Саша бросил на него гневный взгляд. Он видел, как выражение лица его друга менялось.
– Сейчас ГСБ приедет! – Он подбежал к нему и стал шептать на ухо. – Их наберётся полная Восьмёрка! Я не смогу ничего тебе дать… Или в гараж иди, или домой. Быстро! Рома, прошу…
– Я видел девушку! – выкрикивал в это время санитар, вовсе не замечая спора Вознесенского и водителя. – Блондинка выбежала отсюда в слезах. Вы тоже её видели! Минут пять назад. Задержите её!
Кто-то из барменов кивнул и побежал.
Саша подошел к запертой кабинке и наклонился посмотреть. Недовольная толпа загудела. Он поманил пальцем к себе Петровича.
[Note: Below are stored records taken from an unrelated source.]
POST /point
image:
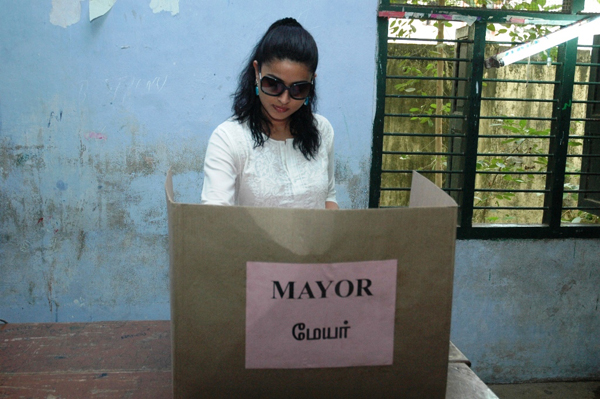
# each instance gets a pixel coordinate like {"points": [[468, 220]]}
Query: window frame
{"points": [[551, 226]]}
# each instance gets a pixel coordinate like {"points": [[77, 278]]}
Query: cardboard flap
{"points": [[169, 186], [211, 246], [423, 193]]}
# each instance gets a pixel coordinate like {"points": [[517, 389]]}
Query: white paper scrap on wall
{"points": [[65, 12], [171, 6], [100, 7]]}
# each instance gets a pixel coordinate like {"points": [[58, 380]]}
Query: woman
{"points": [[274, 151]]}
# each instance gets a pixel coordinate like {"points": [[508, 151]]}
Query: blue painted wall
{"points": [[93, 114]]}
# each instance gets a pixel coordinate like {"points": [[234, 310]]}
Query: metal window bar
{"points": [[467, 153]]}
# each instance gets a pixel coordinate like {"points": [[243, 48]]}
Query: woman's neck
{"points": [[280, 131]]}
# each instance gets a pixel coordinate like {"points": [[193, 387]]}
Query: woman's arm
{"points": [[220, 172]]}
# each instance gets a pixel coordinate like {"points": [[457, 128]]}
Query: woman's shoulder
{"points": [[233, 134], [231, 127], [325, 128]]}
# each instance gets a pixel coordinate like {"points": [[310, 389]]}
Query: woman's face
{"points": [[279, 108]]}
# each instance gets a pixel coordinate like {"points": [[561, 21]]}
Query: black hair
{"points": [[285, 39]]}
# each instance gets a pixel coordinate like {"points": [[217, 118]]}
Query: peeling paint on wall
{"points": [[100, 7], [171, 6], [65, 12]]}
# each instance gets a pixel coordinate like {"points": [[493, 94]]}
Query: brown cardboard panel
{"points": [[210, 246], [424, 193]]}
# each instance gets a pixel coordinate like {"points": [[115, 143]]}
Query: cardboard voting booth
{"points": [[300, 303]]}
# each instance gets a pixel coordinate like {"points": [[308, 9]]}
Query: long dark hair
{"points": [[286, 39]]}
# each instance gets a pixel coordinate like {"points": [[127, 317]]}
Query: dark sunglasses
{"points": [[275, 87]]}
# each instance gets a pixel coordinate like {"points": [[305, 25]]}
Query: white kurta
{"points": [[274, 175]]}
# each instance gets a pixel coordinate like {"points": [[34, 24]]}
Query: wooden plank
{"points": [[129, 359], [110, 384], [86, 360], [102, 346]]}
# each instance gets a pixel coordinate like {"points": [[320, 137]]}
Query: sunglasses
{"points": [[275, 87]]}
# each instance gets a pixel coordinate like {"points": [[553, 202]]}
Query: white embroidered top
{"points": [[274, 175]]}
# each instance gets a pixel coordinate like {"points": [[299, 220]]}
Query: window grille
{"points": [[517, 147]]}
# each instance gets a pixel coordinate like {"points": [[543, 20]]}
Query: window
{"points": [[518, 147]]}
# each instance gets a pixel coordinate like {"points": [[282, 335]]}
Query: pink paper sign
{"points": [[320, 315]]}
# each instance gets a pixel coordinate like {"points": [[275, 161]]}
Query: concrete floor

Павел посмотрел на тело и пробормотал себе под нос:
– Донестры…
– Всё в порядке, я судмедэксперт. Мы с вами сейчас ничего не трогаем! – громко говорил Вознесенский. – Стараемся не стереть пальчики, ждем ГСБ! Ясно? До приезда следователей, пожалуйста, разойдитесь.
Приехавшая служба стала опрашивать Женю. Никто не заметил, как водитель исчез.
Саша оперся на умывальник в стороне. Он наблюдал за тем, как дежурные эксперт и криминалист снимали отпечатки, фиксировали фотоаппаратами и рулетками положение тела. Петрович стоял возле двери.
– Что скажешь? – спросил у Вознесенского мужчина в форме.
Саша посмотрел на него выпученными глазами. Он был будто не в себе от произошедшего.
– Тоха, ты ж понимаешь, что у нас фактически под носом и средь бела дня была донестра! – воскликнул он. – И кого она зацепила. Минин! Это ведь ваш следователь! Он, видимо, после Восьмёрки ужинал. Поужинал, блин…
Тут другой ГСБшник, все это время допрашивавший Женю для протокола, посмотрел на Сашу и сказал:
– Мы должны за ним проследить теперь. Теперь всё ГСБ съедется. Ха, а я никогда не видел, как труп оживает, кстати.
– Это тело превратится в безголового? – спросил Женя, перебивая ГСБшника.
– Это уже блеммий, – ответил Саша. – Теоретически. Да… Да-а-а, интересненько. – Он посмотрел на часы. – Вот видишь, как ты любишь, придется заступить на смену раньше. Вы нас троих до работы подкинете? – обратился он к ГСБ, кивая на Женю и Петровича.